Par ailleurs, le régime différencié dit renforcé a interrogé les contrôleurs puisque l’affectation dans ce régime ne passe pas par la CPU. La PJJ a refusé de signer le protocole relatif au fonctionnement de cette unité.

Un travail de concertation a été mis en place par la direction de l’EPM à la suite de la visite des contrôleurs pour réviser les modalités du partage d’information des régimes différenciés et les prises de décision quant à l’affectation des mineurs.

Des activités diverses sont mises en place, mais d’une part elles pâtissent de l’absentéisme des éducateurs et des surveillants et d’autre part, elles ne bénéficient qu’à un nombre limité de jeunes et leur la pertinence n’est pas réévaluée par la PJJ.

Enfin, comme lors de la dernière visite, l’accès aux soins est garanti, des actions d’éducation à la santé déployées ; de plus, une bonne articulation entre les psychologues de l’US, EN et PJJ est relevée.
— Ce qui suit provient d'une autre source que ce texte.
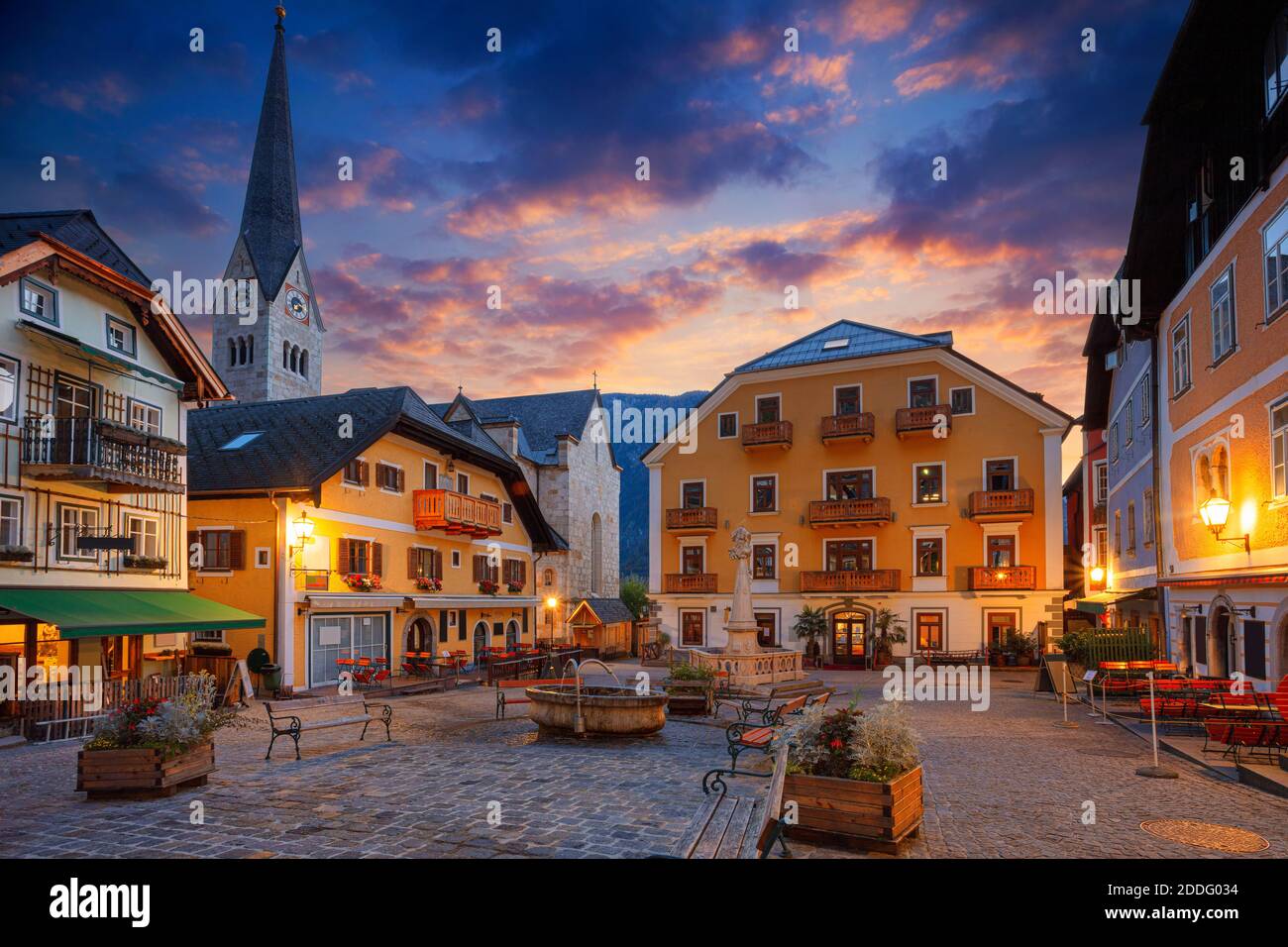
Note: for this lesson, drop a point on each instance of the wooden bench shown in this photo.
(344, 705)
(730, 826)
(502, 685)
Le partage d’information sur la prévention du suicide est efficient. Néanmoins, les niveaux d’escorte décidées lors d’une CPU dédiée mise en place depuis le début de l’année 2022 ne sont pas toujours adaptés à l’état de santé du mineur. De plus, les escortes assistent toujours aux consultations médicales en violation du secret médical, malgré les recommandations précédentes du CGLPL.

Dans le cadre de la procédure contradictoire, la direction de l’EPM, soucieuse d’améliorer la prise en charge des mineurs incarcérés, a pris en compte les observations des contrôleurs très rapidement après la mission.

[1] CGLPL, Rapport de la 1ère visite de l’établissement pénitentiaire pour mineurs de Marseille, janv. 2011.

[2] CGLPL, Rapport de la 2ème visite de l’établissement pénitentiaire pour mineurs de Marseille, mars 2015.

[3] CGLPL, Rapport de la 3ème visite de l’établissement pénitentiaire pour mineurs de Marseille, mars 2018.